Quantcast
Channel: Timothy Lottes
Viewing all articles
Browse latest Browse all 434

Bindless and Descriptors

$
0
0
So far the continuing interwebs discussion on what is broken with GL and how GL should evolve has been quite useful, going to continue with thoughts on bindless and managing descriptors. Very interested to see what others think about these conclusions. Some of my estimations could be wrong. Please correct them.

Web sources referenced to write this: AMD's Sea Islands ISA | AMD's Sea Islands Register Set | AMD's Southern Islands Programming Guide | NVIDIA PTX Guide | NVIDIA nvdisasm | NVIDIA Instruction Set Reference | NVIDIA Maxwell Tuning Guide.

Fetching of Constants
As can be seen in both NVIDIA nvdisasm and NVIDIA ISA docs, constant buffers with compile time immediate binding slot (X) and offset (Y) have an important instruction fast path "c[X][Y]". Constants can replace a register in opcodes. This avoids an extra instruction to load the constant into a register and reduces register pressure (there by increasing warp occupancy and ability to hide latency). The "MOV" instruction can be used to move immediate indexed constants into registers. Note PTX shows "MOV" supporting 64-bit moves. For loading using dynamic addresses, the ISA doc describes the "LDC" instruction to load constants into registers, which is documented by "LDU" in the PTX guide. The constant load supports [32bitRegister+32bitImmediate] and [64bitPairOfRegisters+32bitImmediate] addressing modes. As can be seen in the Maxwell tuning guide under "Instruction Scheduling", NVIDIA's latest hardware maintains the ability to dual issue to different functional units like math and memory op in the same cycle (important later).

As can be seen in the AMD ISA doc, GCN supports two methods of block fetching scalars (or constants): S_LOAD_DWORD* which uses 2 scalars for a 64-bit base address or S_BUFFER_LOAD_DWORD* which uses 4 scalars for a buffer descriptor.
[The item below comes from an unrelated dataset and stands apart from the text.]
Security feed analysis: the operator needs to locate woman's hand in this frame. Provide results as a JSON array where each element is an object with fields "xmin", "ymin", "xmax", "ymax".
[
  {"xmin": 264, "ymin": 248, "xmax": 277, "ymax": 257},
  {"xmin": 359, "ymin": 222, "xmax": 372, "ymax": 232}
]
The S_LOAD_DWORD* instructions supports three address modes: [64bitBase+8bitUnsignedImmediate*4], [64bitBase+32bitUnsignedImmediate] (SQ_SRC_LITERAL), and [64bitBase+ScalarRegister]. The S_BUFFER_LOAD_DWORD* instructions add on top of this support to clamp out of bounds accesses (since the buffer descriptor provides the size of the buffer: num_records*stride).

Dynamic Address Modes: 32-bit Handle vs 32-bit Index
Handle addressing: [base+handle]
Index addressing: [base+index*stride]
Given dynamic indexing into resource descriptor tables on GCN, if the application loads a dynamic "index" in a shader at run-time to access a table, there is a hidden scalar shift or multiply instruction (by the stride) required to produce the address. This applies to both NV and AMD, neither have free shift on addressing for scalar/constant loads. Hopefully this makes it clear that it is better to use "handles" as they avoid extra instructions.

Resources Used by Texture Instructions
AMD docs are explicit, texture fetch using floating point offsets takes two immediates: one which provides the scalar register index for the texture resource descriptor, the other which provides scalar register index for the sampler resource descriptor.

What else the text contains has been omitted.